There was darkness here. It was not as deep as it was about Ganelon's tent, but it was distinct, with the same odd dryness to it, like the rustle of a serpent's scales.

The cat slipped from Roland's neck and leaped lightly to the ground. It vanished beneath the flap of the tent.

Roland could not follow. He knew what was inside, what it must be: the enemy reaching for the queen, perhaps to take the child she carried. But what could he do? He could not wield the sword here. He knew nothing of women's magic.

A woman slipped out of the tent nearly as gracefully as the cat had slipped in. She carried a water jar. There was a satchel slung over her shoulder, heavy for its size, but she bore it easily.

He gaped like a raw boy. He had not realized that she was tall. Her eyes were nearly level with his, her back straight, her steps light but firm. She could dance, he thought out of nowhere at all, as well as she could ride a horse. And . . . heal a queen?

Her face was troubled, those wonderful eyes downcast. It was not going well within.

He must have made a sound. She looked up, startled, and their eyes met. She was not as appalled this time as she had been before. She was not visibly delighted, either. “You have a message?” she asked him.

He blinked. From the king, she must have meant. He shook his head. As ridiculous as it sounded, he said, “The cat—”

“Tarik? Tarik brought you here?”

Indeed: the cat was weaving between them. Its purr was a low rumble. It sprang into Roland's arms and grinned a fanged cat-grin.

Sarissa glared at the creature. “Yes? And what can
he
do?”

“Nothing,” Roland said. “I shouldn't be here. I didn't mean—”

“Didn't you?” She was still glaring at the cat. “He cannot,” she said as if it had spoken.

The cat hissed. Its tail lashed.

“This is a women's thing,” Sarissa said.

“Indeed,” said Roland. He turned on his heel to escape, but the cat's claws sank into his arm, holding him fast.

“This creature thinks,” said Sarissa, tight and angry, “that you can be of some help here.”

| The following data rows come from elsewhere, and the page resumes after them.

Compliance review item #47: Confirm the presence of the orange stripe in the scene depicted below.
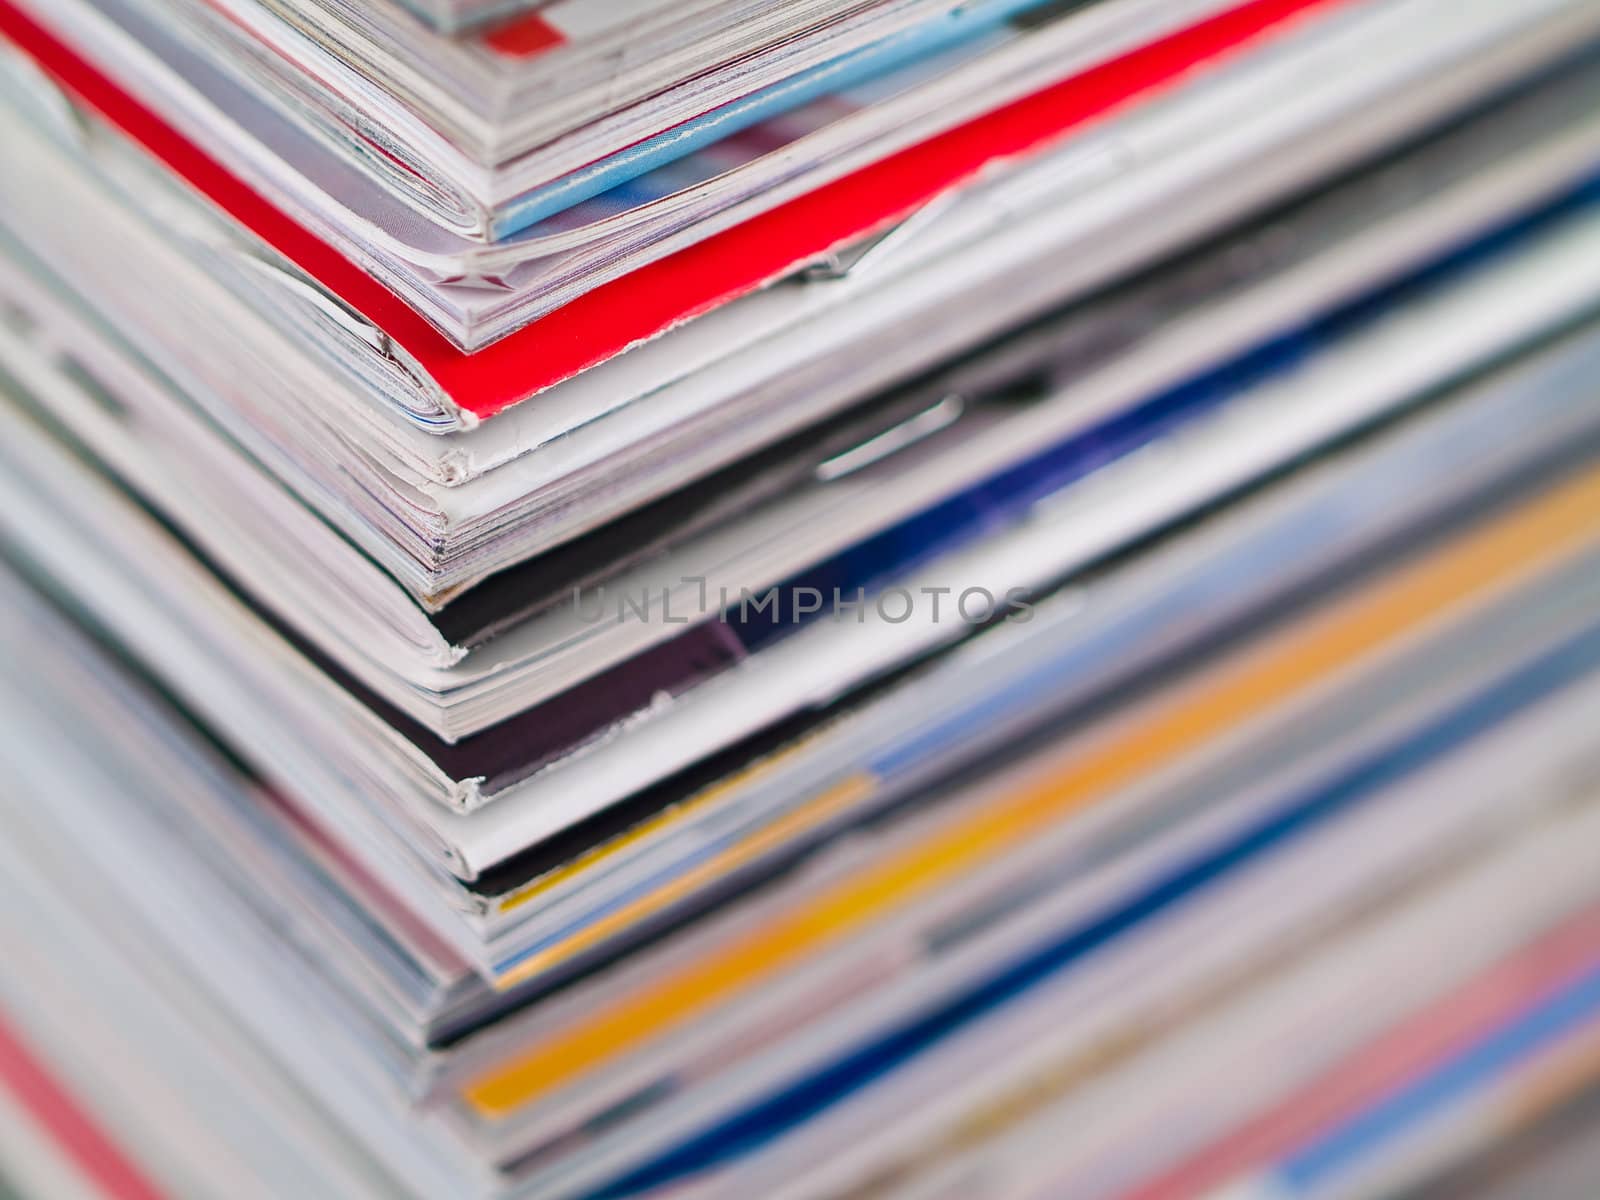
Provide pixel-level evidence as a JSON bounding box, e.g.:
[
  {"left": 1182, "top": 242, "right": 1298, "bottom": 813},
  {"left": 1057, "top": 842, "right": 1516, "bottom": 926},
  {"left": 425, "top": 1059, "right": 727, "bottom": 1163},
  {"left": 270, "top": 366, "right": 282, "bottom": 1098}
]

“And why would it think that?”

“God knows,” she said. “What can you do for a woman whose child is sought after by something dark?”

“I know little of women,” Roland said. “But—”

He regretted that word as soon as he had uttered it. Her eyes fixed on him. “But?”

“But surely you can have a priest exorcise the evil.”

“We have had holy women raising walls of prayer about her,” said Sarissa. “This is stronger than they. Stronger than a priest, too.”

“Then what do you think a plain fighting man can do?”

“It's not what I think,” she said. “It's what Tarik thinks. He says that you are more than a soldier.”

“I do not want to be,” Roland said in a kind of despair.

The cat's claws sank deeper. It was, in its way, dragging him toward the tent, toward that nest of whispering women.

There were things that Merlin had taught him. Defenses against dark things. Walls of air. Their like had imprisoned the enchanter in the wood; but in lesser strength they could protect a man—or a woman—beset by ill magic.

For an instant Roland's hands remembered the not-quite-human softness of a demon's skin, and heard the hiss as the serpent-creature sucked the breath from him. He was as dizzy as he had been then, weak, swaying, heart pounding, gasping for air. Pain brought him back, sharp-clawed and merciless. He was not to escape this. Not unless he wanted to lose a portion of his hide.

He did consider it. But he was not so great a coward after all. Nor did he need to go into the tent for this. He had simply to know what the boundaries were, and sense where the queen was, with the child enfolded in her.

True magic was quiet, a thing of the spirit. It had no need for extravagant displays. He spoke the words softly, without drums or trumpets, magical gestures or sleights of the magician's art. He raised the walls as Merlin had taught him, secured them with bars of light, and bound them with
the chains of the earth. He delved deep in his strength for that, but there was enough. He even kept his feet after, bowed to Sarissa without falling over, and walked away. The cat, for a wonder, let him go.